Revelation 21:1-7 is certainly my favorite passage in the last book of the Bible and one of my favorites in the whole New Testament. When I was active as a pastor, it was often a passage that I used for funerals as a comforting promise of the afterlife, but I think it is an exciting proclamation of what is also happening already.
As we hear these passages from Revelation on the Sundays of Easter, the light of the Resurrection adds new meaning to them. Jesus has risen into this new heaven and new earth and makes it accessible to us right here and now. By becoming human, and even more so by rising into God, Jesus is himself the wedding of humanity and divinity.

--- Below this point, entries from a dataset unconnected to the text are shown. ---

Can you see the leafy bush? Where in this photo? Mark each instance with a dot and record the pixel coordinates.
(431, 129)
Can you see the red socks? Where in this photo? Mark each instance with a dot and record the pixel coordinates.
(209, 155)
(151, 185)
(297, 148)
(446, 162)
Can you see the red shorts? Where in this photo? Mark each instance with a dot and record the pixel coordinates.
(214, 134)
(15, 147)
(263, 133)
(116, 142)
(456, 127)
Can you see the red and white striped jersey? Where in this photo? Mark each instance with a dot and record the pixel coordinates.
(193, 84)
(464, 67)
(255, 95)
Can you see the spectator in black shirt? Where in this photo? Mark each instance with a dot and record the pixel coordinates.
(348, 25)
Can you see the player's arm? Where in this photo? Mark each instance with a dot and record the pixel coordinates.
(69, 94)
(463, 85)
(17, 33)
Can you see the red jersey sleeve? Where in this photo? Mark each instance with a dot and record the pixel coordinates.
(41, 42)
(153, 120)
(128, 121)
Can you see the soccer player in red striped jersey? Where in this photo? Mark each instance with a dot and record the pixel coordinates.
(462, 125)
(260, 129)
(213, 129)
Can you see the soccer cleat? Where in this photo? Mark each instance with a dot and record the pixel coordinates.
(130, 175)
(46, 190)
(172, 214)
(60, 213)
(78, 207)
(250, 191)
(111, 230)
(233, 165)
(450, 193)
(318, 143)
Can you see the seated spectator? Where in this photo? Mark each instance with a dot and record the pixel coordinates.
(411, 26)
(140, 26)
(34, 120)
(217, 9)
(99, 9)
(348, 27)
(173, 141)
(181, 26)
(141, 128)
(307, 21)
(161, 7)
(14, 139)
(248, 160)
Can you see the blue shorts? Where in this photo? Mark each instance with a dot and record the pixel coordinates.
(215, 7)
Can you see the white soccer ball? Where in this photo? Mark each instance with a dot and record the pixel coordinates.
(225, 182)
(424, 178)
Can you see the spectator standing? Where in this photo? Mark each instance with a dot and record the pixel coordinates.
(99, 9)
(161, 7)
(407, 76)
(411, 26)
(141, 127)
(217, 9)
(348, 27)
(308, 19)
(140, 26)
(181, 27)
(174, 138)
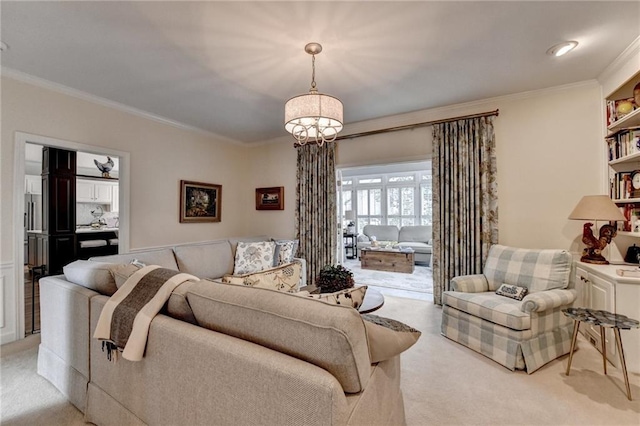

Here in the Revelation passage the union of God's people with God is compared to "a bride adorned to meet her husband." In this new heaven and new earth the home of God is now with us. Repeating from last Sunday's passage, from much earlier in Revelation, the visionary tells us that God will wipe away every tear from our eyes and lead us to the springs of life-giving water. "There will be no more death or mourning, no more crying out or pain....And the One who was seated on the throne said, 'See, I make all things new.'"
Teilhard de Chardin sees our whole universe evolving into this newness, into the Risen Christ. He says, "By virtue of creation and even more of the incarnation, there is nothing profane for those who know how to see."